Goldman Sachs is both a seller of stocks, as well as an investment manager.  They tend to be bullish but can also turn bearish.  And, I do respect their investment research during both the ups and the downs in the stock market.

Their latest projections are this:

1.  They have studied recoveries in 13 developed nations since 1970 and have found that recoveries from housing busts are longer and slower than other recoveries.  Therefore, this anemic recovery which is now 62 months long still has plenty of recovery left in it.

2.  This is a jaw-dropper here -- the Euro will fall to parity, or equal one Euro for each dollar, by the end of 2017.  Companies that sell to the Eurozone will become un-competitive price-wise, but it will get cheaper for Americans to vacation in Europe.  That should also bring a good deal of investment dollars into the U.S. from abroad, which is good for the stock market.
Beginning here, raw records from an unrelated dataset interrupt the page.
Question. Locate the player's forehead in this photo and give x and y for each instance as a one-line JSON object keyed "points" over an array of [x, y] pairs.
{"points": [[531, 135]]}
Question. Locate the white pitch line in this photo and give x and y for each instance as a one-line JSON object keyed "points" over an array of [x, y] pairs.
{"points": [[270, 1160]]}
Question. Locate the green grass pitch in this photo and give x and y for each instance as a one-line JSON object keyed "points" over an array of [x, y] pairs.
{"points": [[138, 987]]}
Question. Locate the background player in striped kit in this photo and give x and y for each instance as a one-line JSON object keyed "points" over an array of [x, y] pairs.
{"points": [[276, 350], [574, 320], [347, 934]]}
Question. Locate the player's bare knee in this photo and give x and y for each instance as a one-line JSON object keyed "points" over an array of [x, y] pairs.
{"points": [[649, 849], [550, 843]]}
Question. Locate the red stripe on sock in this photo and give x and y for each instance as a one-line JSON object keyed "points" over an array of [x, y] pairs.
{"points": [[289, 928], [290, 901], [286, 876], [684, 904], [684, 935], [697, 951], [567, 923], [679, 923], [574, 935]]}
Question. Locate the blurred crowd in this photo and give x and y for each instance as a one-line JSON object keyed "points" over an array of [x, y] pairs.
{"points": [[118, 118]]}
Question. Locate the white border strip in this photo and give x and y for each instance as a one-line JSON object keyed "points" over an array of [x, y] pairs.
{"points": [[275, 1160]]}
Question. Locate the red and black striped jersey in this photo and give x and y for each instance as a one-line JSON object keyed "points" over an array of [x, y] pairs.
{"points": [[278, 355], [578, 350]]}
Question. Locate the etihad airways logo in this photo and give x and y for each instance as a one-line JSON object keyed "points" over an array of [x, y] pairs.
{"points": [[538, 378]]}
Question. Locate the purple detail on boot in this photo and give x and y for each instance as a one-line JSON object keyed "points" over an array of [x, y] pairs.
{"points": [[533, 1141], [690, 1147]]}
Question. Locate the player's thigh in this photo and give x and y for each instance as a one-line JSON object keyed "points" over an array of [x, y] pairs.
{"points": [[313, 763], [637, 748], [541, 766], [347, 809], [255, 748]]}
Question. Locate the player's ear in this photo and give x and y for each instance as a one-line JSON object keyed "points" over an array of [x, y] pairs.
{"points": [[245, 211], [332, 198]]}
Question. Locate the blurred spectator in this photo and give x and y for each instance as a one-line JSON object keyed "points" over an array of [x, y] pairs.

3.  The tendency to think the sky will fall when the Fed starts raising interest rates is misplaced.  "Equity returns initially stagnate over the first few months of a policy-rate-hike cycle . . . then quickly resume their upward trejectory."  And, those interest rate increases are not expected until 2015.

4.  The unemployment rate will fall to 5.4% by the end of next year.

5.  Inflation remains modest through the end of 2015.

6.  The S&P 500 will end this year at 2,050.  It is about 1,955 now.

7.  Commodities like gold and oil will continue to trend lower, primarily to the strengthening dollar.

So, does that make Goldman Sachs a bear or a bull or a . . . just another "vampire squid," as they were described in Rolling Stone magazine?

Ripples In The Maternity Pond ?

Wouldn't it be great if all young people got a college education, along with the resulting good job, and then got married and bought  a home?  That was the notion when Congress greatly expanded lending to college students in the 1990's.   As we encouraged them to do, they promptly went to college, mostly brand-new, for-profit private "colleges" and received semi-useless degrees, which got them no job or an unexpectedly low-level job.  College debt now exceeds all credit card debt.  As I've written before, the heavy college debt makes them unqualified for the now-stricter mortgage approvals, and that is hurting home sales, which also prevents your home from rising in value more rapidly.

But, there is another perspective.  There has been "a massive new study" finding that, of the 9 million women who were in their early 20's during the Great Recession, about 151 thousand of them will defer having babies until they are at least age 40.  The stated reason for this is "economic insecurity," but I cannot help wondering how much of that insecurity results from the burdensome college debt we encouraged them to take.

One can argue that the best of intentions in the 1990's will result in 151,000 fewer Americans.